De ce point de vue, la secte révolutionnaire, dont les groupes de l’ultra-gauche constituaient dans les années 1970 et 1980 une bonne illustration, apparaît comme beaucoup plus dangereuse encore que le « parti de type léniniste », dont certains de ces groupes se voulaient pourtant une critique en acte. Ne pouvant pas comme le second espérer prendre et exercer le pouvoir, ne se plaçant pas même dans une telle perspective, n’étant pas davantage contraint comme le second à composer avec la réalité (ne serait-ce que sous la forme de l’opinion publique) dans la marche au pouvoir ou dans l’exercice réel du pouvoir, la secte révolutionnaire peut laisser libre cours à son délire verbal. Elle compense ainsi en somme son impuissance politique réelle par un hyper-criticisme. Au pouvoir réel, qui est inaccessible, elle substitue le pouvoir fantasmatique des mots, seul capable en définitive de dissoudre magiquement la réalité, fût-elle de la dimension d’Auschwitz.

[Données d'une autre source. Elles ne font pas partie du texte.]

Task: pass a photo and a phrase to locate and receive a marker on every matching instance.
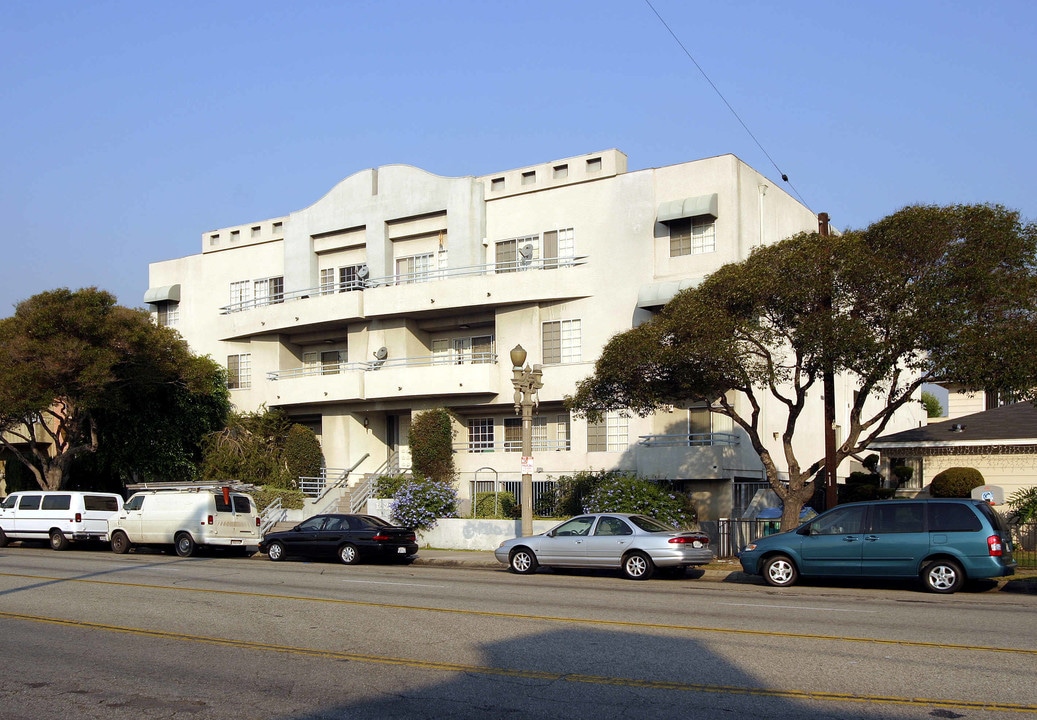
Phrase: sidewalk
(722, 571)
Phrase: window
(693, 236)
(897, 518)
(512, 435)
(29, 502)
(610, 435)
(480, 435)
(240, 371)
(516, 253)
(414, 269)
(56, 502)
(169, 314)
(562, 341)
(241, 294)
(559, 248)
(269, 291)
(952, 517)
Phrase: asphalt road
(90, 634)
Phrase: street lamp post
(527, 381)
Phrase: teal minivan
(944, 542)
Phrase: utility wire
(721, 95)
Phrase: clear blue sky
(129, 128)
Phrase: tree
(82, 377)
(927, 294)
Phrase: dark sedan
(349, 537)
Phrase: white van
(187, 518)
(60, 517)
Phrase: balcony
(405, 294)
(425, 376)
(689, 454)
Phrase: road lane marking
(541, 618)
(540, 674)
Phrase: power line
(721, 95)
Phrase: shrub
(431, 445)
(302, 452)
(955, 482)
(421, 503)
(1024, 505)
(495, 505)
(631, 494)
(387, 486)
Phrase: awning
(169, 294)
(688, 208)
(656, 295)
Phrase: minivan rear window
(952, 517)
(100, 502)
(29, 502)
(56, 502)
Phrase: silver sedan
(635, 544)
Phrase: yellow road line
(547, 618)
(540, 674)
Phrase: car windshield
(649, 524)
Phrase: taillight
(993, 546)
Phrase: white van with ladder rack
(187, 517)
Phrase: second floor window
(240, 371)
(609, 435)
(414, 269)
(562, 341)
(693, 236)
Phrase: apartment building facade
(400, 291)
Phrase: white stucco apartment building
(400, 291)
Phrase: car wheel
(58, 541)
(780, 572)
(120, 544)
(348, 555)
(523, 561)
(638, 565)
(943, 576)
(185, 545)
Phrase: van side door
(896, 540)
(835, 543)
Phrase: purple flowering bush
(632, 494)
(420, 503)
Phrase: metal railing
(414, 361)
(407, 279)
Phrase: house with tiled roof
(1001, 443)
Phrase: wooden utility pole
(829, 385)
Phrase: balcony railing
(416, 361)
(689, 440)
(407, 279)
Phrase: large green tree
(927, 294)
(85, 383)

note : 2. Le concept d’ultra-gauche désigne traditionnellement des courants et groupes issus, plus ou moins directement, des différentes « gauches communistes » (hollandaise, allemande, italienne) qui se sont formées, au début des années 1920, en réaction à la double emprise social-démocrate et bolchevique (ultérieurement stalinienne) sur le mouvement ouvrier européen. Ces différentes « gauches communistes » n’en étaient pas moins opposées entre elles, l’italienne regroupée autour de Bordiga perpétuant un héritage léniniste que récusait la germano-hollandaise se réclamant du « communisme des conseils » à l’instar de Pannekœk ou de Korsch. Déjà minoritaires dans les années 1920, ces courants allaient se trouver rapidement laminés dans les années 1930, en étant pris en tenaille entre le fascisme et le stalinisme. Au cours des années 1950 et 1960, il n’en restait plus que quelques « buttes témoins » aux Etats-Unis (autour de Paul Mattick) et en France (autour de la revue bordiguiste Invariance).